Но западные «друзья», привыкшие видеть в культурнейших русских «докторах» только «вахтеров», и тут комически постарались понять работу покойного Трапезникова; передавали серьезно, что в годы голода он служил в сторожах и охранял памятники.
И это не каламбур, а — факт!
Я не стану перечислять своей многообразной работы в России в эту эпоху («Пролеткульт», «ТЕО» Наркомпроса и т. д.); она строилась в согласии с антропософской совестью; и выявлялась не в пропаганде, догме, а в истинно свободном творчестве; когда вставали препоны ему, я работу бросал.

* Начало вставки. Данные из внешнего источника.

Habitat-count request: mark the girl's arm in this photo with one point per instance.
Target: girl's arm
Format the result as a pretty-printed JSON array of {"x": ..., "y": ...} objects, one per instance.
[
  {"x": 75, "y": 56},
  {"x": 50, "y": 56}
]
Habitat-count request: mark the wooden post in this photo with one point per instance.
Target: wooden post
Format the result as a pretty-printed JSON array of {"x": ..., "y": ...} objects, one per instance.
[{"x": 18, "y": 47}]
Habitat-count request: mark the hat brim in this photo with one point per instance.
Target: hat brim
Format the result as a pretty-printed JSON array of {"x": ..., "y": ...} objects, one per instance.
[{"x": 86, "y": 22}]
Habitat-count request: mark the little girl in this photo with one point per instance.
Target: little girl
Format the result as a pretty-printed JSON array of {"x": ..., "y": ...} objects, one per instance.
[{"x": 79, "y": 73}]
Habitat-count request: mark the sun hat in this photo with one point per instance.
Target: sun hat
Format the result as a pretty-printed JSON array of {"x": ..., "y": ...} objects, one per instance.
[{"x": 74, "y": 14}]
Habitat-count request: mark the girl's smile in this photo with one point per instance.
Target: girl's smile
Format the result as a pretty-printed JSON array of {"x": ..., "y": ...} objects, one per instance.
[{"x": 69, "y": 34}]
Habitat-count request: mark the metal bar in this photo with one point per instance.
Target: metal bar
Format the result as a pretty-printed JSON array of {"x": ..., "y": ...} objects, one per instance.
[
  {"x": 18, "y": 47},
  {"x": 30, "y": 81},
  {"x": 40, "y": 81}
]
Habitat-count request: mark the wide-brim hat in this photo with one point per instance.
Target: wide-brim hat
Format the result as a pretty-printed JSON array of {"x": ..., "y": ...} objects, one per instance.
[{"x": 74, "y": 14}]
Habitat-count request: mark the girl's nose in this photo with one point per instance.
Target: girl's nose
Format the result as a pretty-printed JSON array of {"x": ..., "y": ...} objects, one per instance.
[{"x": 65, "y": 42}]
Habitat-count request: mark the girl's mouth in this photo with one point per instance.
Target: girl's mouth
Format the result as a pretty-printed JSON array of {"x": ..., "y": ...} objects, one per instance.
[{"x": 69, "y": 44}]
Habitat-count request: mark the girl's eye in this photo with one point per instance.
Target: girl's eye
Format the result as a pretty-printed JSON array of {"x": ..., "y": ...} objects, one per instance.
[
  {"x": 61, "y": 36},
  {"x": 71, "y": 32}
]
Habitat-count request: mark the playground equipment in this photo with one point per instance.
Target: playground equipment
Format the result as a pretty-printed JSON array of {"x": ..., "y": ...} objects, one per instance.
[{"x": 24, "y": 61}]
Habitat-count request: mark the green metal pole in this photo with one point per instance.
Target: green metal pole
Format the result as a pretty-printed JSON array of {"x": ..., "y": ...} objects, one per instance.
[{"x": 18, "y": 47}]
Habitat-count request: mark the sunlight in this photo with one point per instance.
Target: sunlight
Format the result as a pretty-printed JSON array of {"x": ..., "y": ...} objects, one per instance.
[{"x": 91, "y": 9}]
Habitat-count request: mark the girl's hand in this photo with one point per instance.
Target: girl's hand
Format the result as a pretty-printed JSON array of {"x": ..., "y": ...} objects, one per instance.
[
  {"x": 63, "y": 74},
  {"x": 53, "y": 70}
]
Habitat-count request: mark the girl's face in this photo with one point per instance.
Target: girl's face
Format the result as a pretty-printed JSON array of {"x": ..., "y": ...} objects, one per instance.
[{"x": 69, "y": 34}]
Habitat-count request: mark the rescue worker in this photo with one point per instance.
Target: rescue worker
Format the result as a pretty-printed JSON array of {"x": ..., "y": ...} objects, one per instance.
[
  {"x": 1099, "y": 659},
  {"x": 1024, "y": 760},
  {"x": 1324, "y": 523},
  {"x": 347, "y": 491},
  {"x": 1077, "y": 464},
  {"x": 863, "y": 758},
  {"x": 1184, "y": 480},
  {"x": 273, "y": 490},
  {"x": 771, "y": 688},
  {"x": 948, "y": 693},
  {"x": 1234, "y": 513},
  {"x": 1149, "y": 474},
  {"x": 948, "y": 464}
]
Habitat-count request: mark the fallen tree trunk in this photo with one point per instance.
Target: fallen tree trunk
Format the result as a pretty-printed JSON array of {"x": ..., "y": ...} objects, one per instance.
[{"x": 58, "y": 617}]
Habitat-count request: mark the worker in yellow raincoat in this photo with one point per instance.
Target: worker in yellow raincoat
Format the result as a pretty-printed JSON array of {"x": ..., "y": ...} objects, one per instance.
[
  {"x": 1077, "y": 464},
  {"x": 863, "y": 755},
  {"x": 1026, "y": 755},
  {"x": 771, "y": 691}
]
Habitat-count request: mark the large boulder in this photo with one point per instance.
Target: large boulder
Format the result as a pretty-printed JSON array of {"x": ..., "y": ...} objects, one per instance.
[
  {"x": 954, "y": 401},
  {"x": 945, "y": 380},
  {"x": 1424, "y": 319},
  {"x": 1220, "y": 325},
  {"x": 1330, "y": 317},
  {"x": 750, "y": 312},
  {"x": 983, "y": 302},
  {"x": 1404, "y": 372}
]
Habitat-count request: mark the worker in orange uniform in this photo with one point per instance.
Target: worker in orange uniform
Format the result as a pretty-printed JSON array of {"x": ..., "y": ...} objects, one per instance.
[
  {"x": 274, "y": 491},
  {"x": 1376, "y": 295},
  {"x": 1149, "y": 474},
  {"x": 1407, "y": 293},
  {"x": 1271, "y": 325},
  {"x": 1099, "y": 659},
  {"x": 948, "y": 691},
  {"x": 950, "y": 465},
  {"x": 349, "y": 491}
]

Ленинградская «Вольно-философская ассоциация» стала одно время и моим личным, и моим индивидуальным (т. е. индивидуально-социальным) делом; я связался и с ее деятелями, и с ее лозунгами, и с ее ширящейся, но организуемой многообразно аудиторией, и с темпом ее работ. В расширении своих «антропософских» представлений я встречал и препоны, и злой подозревающий глаз со стороны иных антропософов; наоборот: иные из неантропософов тут мне оказывали незабываемую, горячую братскую поддержку; не забуду и истинно нехорошего ко мне отношения антропософки Волошиной (1921–1923 годы), унижавшейся до распространения обо мне небылиц; не забуду и братского отношения ко мне ставшего мне родным Иванова-Разумника.

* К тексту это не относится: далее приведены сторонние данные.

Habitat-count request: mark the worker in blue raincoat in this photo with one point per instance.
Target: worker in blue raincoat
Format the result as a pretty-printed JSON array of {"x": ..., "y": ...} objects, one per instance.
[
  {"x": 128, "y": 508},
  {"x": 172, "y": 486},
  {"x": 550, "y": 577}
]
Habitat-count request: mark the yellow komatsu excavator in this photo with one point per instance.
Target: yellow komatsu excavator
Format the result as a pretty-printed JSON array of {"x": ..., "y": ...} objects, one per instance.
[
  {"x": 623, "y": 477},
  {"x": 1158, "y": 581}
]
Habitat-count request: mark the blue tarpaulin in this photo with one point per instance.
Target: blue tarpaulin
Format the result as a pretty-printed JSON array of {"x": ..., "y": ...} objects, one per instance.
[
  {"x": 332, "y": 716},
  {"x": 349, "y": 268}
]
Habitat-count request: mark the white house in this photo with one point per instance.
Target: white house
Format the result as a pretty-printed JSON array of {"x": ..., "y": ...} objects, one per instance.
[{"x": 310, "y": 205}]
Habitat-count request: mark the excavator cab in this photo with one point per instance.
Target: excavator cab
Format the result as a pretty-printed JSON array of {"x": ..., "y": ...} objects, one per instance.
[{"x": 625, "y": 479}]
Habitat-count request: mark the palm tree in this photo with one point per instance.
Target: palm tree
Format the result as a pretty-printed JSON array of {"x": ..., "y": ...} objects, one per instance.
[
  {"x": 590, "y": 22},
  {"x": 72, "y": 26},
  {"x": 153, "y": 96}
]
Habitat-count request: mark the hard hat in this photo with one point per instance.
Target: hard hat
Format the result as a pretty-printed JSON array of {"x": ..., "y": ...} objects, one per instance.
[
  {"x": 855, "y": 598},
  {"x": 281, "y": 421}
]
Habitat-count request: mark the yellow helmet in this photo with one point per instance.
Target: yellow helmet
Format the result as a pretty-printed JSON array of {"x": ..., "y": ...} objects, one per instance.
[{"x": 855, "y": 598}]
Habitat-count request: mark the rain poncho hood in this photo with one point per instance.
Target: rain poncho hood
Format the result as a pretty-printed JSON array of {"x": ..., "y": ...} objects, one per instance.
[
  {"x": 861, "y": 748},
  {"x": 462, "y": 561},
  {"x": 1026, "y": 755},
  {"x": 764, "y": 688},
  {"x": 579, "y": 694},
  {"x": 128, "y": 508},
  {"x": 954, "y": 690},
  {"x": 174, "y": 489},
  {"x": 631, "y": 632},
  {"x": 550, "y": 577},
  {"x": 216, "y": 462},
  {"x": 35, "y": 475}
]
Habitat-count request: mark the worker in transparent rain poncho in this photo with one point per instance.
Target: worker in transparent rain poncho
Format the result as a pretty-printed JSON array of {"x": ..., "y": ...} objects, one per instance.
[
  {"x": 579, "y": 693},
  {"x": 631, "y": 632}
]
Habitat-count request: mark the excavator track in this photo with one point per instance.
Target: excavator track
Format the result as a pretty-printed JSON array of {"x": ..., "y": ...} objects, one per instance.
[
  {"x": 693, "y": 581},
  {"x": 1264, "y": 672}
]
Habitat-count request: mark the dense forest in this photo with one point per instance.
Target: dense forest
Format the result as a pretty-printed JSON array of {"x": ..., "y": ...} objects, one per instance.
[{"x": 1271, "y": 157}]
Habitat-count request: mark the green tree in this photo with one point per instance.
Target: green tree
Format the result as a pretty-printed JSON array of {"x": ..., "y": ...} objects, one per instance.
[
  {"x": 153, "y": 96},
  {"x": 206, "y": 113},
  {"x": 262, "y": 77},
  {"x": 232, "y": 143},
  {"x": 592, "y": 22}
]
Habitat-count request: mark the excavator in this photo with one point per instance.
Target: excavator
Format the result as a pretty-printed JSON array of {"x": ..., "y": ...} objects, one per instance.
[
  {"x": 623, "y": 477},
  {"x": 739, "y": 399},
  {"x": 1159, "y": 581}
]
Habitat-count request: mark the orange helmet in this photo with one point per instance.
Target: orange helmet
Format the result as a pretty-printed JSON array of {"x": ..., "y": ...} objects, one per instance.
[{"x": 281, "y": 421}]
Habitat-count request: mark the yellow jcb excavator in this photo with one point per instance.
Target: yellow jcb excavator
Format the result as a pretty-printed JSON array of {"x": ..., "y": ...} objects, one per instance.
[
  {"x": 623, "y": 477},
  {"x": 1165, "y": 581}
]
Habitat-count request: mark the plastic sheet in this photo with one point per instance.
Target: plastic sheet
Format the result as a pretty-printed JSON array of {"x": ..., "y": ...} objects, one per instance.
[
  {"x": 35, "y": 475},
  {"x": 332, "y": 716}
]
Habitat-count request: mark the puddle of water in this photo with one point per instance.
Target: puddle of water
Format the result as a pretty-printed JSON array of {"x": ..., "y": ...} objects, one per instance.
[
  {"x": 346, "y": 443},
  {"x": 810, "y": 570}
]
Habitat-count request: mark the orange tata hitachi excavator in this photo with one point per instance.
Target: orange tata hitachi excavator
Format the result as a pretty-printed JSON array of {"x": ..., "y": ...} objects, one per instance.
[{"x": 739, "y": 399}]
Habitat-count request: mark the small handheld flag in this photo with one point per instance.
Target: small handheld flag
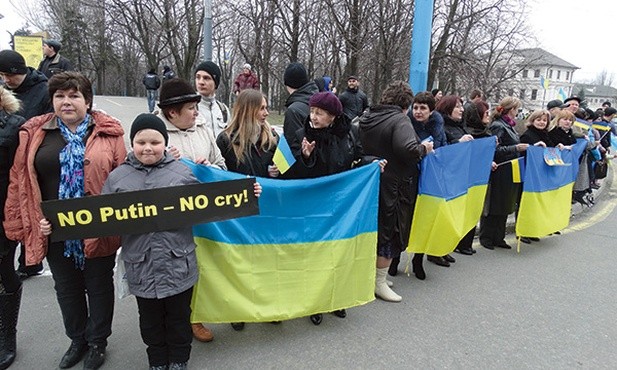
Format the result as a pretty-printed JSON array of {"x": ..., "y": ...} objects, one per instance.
[{"x": 283, "y": 158}]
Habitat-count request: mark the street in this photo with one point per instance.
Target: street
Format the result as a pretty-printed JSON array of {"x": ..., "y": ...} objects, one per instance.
[{"x": 552, "y": 306}]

В. ф. а. («Вольно-философская ассоциация») в 1920–1921 годах развертывалась в Петербурге в большое культурное дело, могущее вырасти в ассоциацию «Вольфил» по всей России; и не ее вина, если механические препоны положили предел ей Ленинградом; в Ленинграде темп ее работ был стремителен, продуктивен, многообразен; 300 публичных собраний за три года жизни — одна эта цифра указывает на размах «В. ф. а.»; не упоминаю ее кружков, ее курсов, ее интимных собраний и т. д. В 1922 году она вынужденно сжималась, а в 1924 — вынужденно перестала быть.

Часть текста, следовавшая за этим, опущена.